Serial TEM imaging and correlation of tumor cell protrusions in skin tissue. (A) Large fields of view comprising stitched TEM micrographs from 130-nm thick sections of the volume of interest shown in Fig. 6. The blood vessels (red) and tumor cells (green) are highlighted. Four different depths (marked in μm relative to the first selected section) are shown to illustrate specific ultrastructural hallmarks of the tumor cells and their microenvironment. Three cells from the invasive front imaged with IVM have been retrieved and highlighted (numbered arrowheads). The electron-lucent area in the lower left panel, marked with an asterisk, is a lymphatic vessel. Scale bars: 20 μm. (B) 3D model of the tumor cell protrusions (green) and vessels (red), segmented from 330 serial TEM sections.

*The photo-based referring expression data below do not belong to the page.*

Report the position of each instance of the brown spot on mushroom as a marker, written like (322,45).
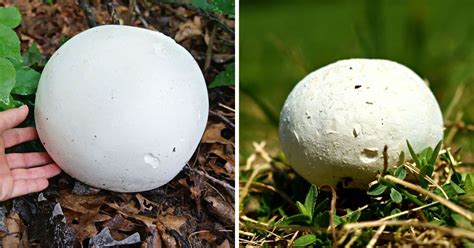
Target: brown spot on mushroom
(369,155)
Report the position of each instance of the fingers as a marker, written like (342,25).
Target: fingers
(16,136)
(27,186)
(45,171)
(27,160)
(12,117)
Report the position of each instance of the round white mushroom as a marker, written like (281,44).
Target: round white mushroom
(121,108)
(336,121)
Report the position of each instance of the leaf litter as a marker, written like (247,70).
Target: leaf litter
(196,209)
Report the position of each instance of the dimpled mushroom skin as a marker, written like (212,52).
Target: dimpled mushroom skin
(336,121)
(121,108)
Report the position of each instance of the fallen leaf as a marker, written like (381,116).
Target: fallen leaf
(221,209)
(213,134)
(172,221)
(120,223)
(189,29)
(14,226)
(167,239)
(144,203)
(225,244)
(81,203)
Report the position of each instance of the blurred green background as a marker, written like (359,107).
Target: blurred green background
(282,41)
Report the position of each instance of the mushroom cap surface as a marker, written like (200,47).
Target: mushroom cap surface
(121,108)
(336,121)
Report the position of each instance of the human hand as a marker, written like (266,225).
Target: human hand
(21,173)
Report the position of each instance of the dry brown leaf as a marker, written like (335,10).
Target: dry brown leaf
(154,240)
(144,203)
(167,239)
(172,221)
(221,209)
(120,223)
(149,222)
(208,236)
(213,134)
(225,244)
(219,150)
(85,204)
(126,209)
(189,29)
(84,224)
(14,226)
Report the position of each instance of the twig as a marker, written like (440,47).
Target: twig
(353,239)
(215,180)
(141,17)
(271,188)
(460,210)
(111,9)
(223,118)
(332,213)
(409,211)
(452,132)
(376,236)
(207,15)
(453,231)
(90,17)
(454,102)
(385,160)
(210,46)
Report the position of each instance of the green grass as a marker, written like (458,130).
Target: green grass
(280,43)
(434,207)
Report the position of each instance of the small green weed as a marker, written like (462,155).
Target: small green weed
(18,77)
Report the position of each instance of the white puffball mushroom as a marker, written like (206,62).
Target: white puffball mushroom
(336,121)
(121,108)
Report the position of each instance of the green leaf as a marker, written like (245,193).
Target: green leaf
(305,240)
(458,189)
(224,78)
(7,80)
(376,189)
(400,172)
(10,17)
(435,153)
(226,7)
(12,103)
(26,82)
(310,200)
(413,155)
(395,211)
(428,171)
(295,219)
(469,184)
(32,56)
(322,219)
(354,216)
(9,43)
(461,221)
(395,196)
(302,209)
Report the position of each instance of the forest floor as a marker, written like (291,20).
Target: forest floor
(196,209)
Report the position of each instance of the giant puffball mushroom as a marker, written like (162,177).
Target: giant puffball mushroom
(121,108)
(337,120)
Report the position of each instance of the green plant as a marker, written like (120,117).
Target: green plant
(426,194)
(17,77)
(226,77)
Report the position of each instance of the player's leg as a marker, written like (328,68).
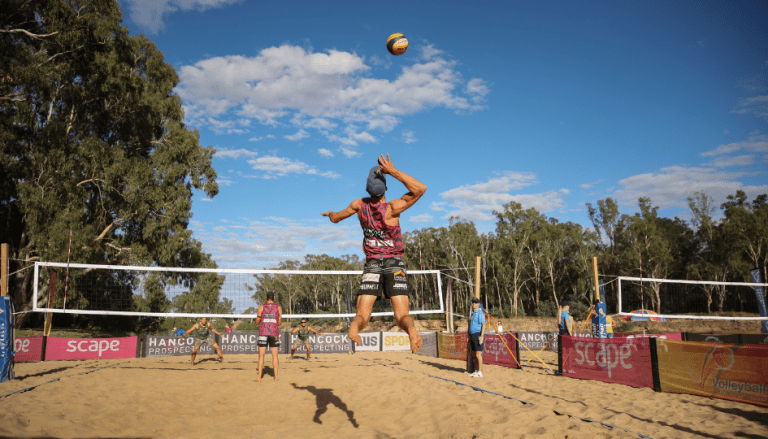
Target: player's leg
(194,353)
(364,308)
(405,322)
(262,352)
(275,362)
(218,351)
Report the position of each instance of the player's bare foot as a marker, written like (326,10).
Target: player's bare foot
(353,335)
(416,340)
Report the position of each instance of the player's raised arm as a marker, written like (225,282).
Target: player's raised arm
(352,209)
(415,187)
(189,330)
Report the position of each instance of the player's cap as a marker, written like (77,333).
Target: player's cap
(377,182)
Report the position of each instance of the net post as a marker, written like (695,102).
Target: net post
(34,287)
(478,261)
(594,271)
(3,269)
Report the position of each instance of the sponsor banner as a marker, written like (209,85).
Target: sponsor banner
(711,338)
(28,349)
(725,371)
(395,341)
(617,360)
(330,343)
(494,351)
(165,346)
(537,340)
(452,345)
(90,348)
(671,336)
(754,338)
(371,341)
(237,342)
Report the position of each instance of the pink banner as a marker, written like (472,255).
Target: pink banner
(90,348)
(671,336)
(28,348)
(494,351)
(618,360)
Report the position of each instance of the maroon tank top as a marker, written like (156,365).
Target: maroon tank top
(380,240)
(269,317)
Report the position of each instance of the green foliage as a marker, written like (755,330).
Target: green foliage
(92,141)
(546,308)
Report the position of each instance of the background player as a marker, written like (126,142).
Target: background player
(270,316)
(203,336)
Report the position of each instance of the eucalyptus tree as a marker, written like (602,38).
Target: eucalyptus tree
(92,140)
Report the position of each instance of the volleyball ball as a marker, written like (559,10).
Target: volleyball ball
(397,44)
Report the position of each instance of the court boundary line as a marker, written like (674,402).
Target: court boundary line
(478,389)
(56,379)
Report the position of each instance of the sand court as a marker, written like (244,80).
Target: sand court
(371,394)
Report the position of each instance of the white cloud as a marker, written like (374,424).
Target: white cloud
(149,14)
(670,186)
(423,218)
(225,153)
(333,92)
(301,134)
(409,136)
(755,143)
(260,138)
(476,202)
(274,166)
(757,105)
(741,160)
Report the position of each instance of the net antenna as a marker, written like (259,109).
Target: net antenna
(121,289)
(686,299)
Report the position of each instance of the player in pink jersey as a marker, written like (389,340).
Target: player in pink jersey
(270,316)
(383,246)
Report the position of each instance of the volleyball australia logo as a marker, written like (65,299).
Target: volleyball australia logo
(719,359)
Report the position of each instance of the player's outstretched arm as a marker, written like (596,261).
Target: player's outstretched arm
(415,187)
(189,330)
(352,209)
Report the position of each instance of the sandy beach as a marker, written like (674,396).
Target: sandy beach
(377,394)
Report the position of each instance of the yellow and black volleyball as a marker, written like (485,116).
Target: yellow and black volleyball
(397,44)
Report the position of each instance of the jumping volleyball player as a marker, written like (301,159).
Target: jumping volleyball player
(270,316)
(303,331)
(203,336)
(384,269)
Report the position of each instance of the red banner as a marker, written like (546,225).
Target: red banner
(725,371)
(90,348)
(494,351)
(618,360)
(671,336)
(28,349)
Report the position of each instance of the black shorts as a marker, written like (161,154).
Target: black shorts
(268,341)
(475,340)
(384,275)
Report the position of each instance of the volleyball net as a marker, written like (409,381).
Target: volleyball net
(691,299)
(214,292)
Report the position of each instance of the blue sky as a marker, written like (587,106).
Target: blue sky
(552,104)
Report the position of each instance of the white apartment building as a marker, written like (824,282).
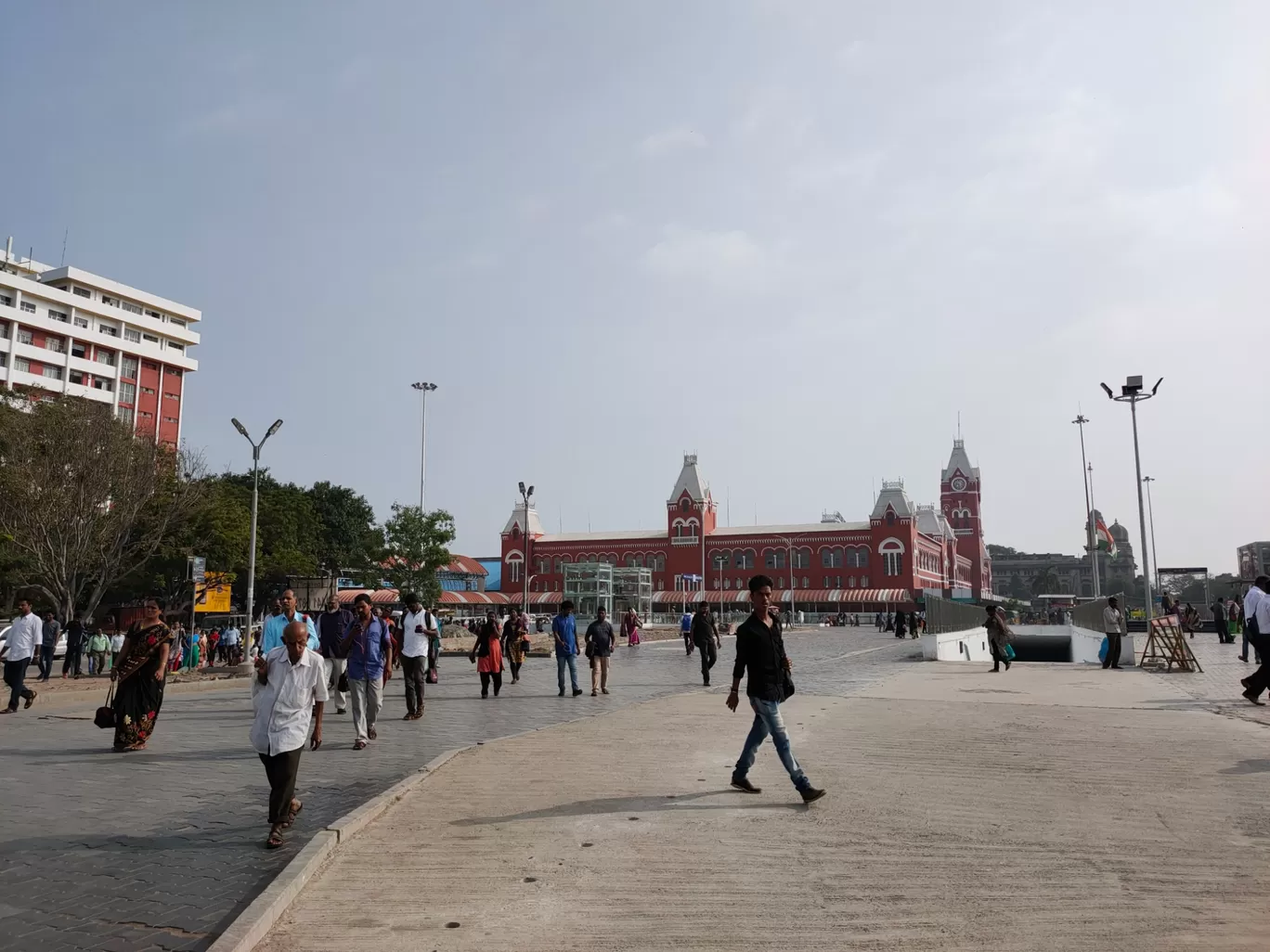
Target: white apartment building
(70,331)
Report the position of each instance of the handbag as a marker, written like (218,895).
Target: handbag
(104,716)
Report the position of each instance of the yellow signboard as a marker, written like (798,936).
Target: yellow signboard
(214,596)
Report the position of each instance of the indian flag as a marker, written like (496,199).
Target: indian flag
(1105,542)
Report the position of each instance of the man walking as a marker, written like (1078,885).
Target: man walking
(1113,626)
(24,638)
(417,630)
(50,630)
(600,646)
(275,624)
(289,693)
(565,634)
(369,652)
(331,626)
(761,651)
(74,646)
(1256,626)
(705,637)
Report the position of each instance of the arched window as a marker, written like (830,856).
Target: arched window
(892,558)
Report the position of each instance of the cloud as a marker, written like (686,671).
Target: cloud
(727,259)
(677,138)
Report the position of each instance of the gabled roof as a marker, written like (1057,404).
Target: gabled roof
(690,482)
(892,495)
(959,461)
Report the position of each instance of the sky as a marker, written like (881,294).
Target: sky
(797,238)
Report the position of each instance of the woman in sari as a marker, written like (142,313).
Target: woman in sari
(140,678)
(630,626)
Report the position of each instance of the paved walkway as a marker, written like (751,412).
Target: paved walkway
(162,849)
(1049,807)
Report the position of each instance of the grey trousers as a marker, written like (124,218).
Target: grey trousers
(368,701)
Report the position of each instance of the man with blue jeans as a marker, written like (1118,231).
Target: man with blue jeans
(761,651)
(565,634)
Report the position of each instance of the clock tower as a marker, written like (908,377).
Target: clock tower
(959,499)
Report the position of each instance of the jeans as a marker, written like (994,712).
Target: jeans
(572,662)
(281,769)
(767,720)
(368,701)
(413,670)
(707,658)
(337,666)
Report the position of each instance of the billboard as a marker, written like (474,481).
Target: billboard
(214,593)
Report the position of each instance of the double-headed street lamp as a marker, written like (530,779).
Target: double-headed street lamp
(424,389)
(1132,393)
(526,495)
(255,495)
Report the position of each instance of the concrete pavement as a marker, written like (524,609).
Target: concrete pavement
(1049,807)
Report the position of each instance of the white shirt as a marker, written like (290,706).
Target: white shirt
(285,706)
(1110,621)
(416,644)
(26,635)
(1250,604)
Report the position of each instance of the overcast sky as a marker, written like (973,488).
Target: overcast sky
(796,238)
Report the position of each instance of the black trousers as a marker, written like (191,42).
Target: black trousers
(414,670)
(1114,642)
(281,769)
(707,658)
(1260,679)
(74,651)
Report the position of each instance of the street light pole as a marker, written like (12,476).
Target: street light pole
(424,389)
(1132,393)
(1091,545)
(1151,514)
(255,499)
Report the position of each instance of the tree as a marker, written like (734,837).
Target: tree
(417,547)
(84,503)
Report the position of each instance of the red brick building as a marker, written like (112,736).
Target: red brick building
(888,559)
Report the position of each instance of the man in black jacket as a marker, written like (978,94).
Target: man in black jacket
(761,651)
(705,637)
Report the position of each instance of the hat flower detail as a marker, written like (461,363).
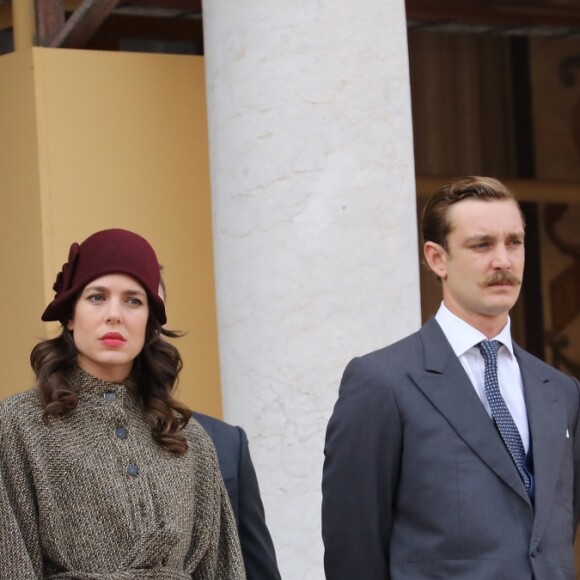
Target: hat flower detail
(65,277)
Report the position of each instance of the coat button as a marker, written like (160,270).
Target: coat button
(121,433)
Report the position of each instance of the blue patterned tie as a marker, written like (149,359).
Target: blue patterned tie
(499,411)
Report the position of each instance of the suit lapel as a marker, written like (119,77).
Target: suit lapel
(445,383)
(547,419)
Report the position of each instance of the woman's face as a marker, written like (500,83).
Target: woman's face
(108,325)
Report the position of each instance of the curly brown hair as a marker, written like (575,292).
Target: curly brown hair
(155,374)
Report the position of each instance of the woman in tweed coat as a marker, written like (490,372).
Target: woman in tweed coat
(102,475)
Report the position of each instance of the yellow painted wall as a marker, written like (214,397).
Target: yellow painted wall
(21,267)
(122,142)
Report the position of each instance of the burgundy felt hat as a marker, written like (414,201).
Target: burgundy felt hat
(113,251)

Corresponding tumor cell protrusions in A and B are indicated with numbered arrowheads. 3D models and TEM images of the cells indicated with arrowheads 1 and 3 are shown in Fig. 8. The inset shows a 3D model of the same region, imaged by using IVM. Scale bars: 20 μm.

Fig. 8.

Serial TEM and electron tomography analysis of tumor cell protrusions from subcutaneous xenografts. (A) 3D model obtained from serial TEM imaging of the cell body of the tumor cell 1 highlighted in Fig. 7. The nucleus (yellow) and plasma membrane (transparent green) of the tumor cell are segmented. Dashed boxes indicate where the higher magnification images shown in D,E were obtained. Scale bar: 5 µm. (B,C) The tumor cell (TC) is flanked by one stromal cell (B, ‘SC’, purple) and a bundle of collagen fibers (C, Col, blue) at a position where the ultrastructure indicates that the nucleus (‘N’) is slightly confined. The left panels show zoomed views of the 3D model, its orientation is shown in the insets. The middle panels show TEM images, and the right panels show color-coded maps of the middle panels. Scale bars: 5 µm. (D,E) Electron tomography analysis of the boxed areas in A. Scale bars: 5 µm (left panels); 200 nm (right panels). Electron tomography imaging revealed the presence of multiple cytoskeletal filaments (arrows) in a protrusion (D) and underneath the plasma membrane at the cell body (E). Moreover, groups of vesicles associated with the plasma membrane (arrowheads) can be recognized in the region where the tumor cells are in close proximity with collagen fibers (Col), a feature that can be observed in multiple regions. (F) 3D model from serial TEM imaging of tumor cell 3 shown in Fig. 7. Dashed boxes indicate where the higher-magnification images shown in I,J were obtained. Scale bar: 10 µm. (G,H) The tumor cell and its cellular and acellular microenvironment. The left panels show zoomed views of the 3D model, the orientations are shown in the insets. The middle panels show TEM images, and the right panels show color-coded maps of the middle panels. Scale bars: 5 µm. (G) A rounded blebbing protrusion of the tumor cell (green) is in close proximity to a neighboring stromal cell (purple). Scale bars: 5 µm. (H) One side of the tumor cell (green) is in close apposition to the skeletal muscle cell (Mu, orange). Scale bar: 5 µm. (I,J) Electron tomography analysis of the boxed areas in F. Electron tomography images reveal the filament network (arrow) at the base of the bleb-like protrusion (I), collagen fibrils (Col, I) and small intracellular vesicles reminiscent of caveolae (arrowheads, J). Scale bars: 5 µm (left panels); 500 nm (right panels).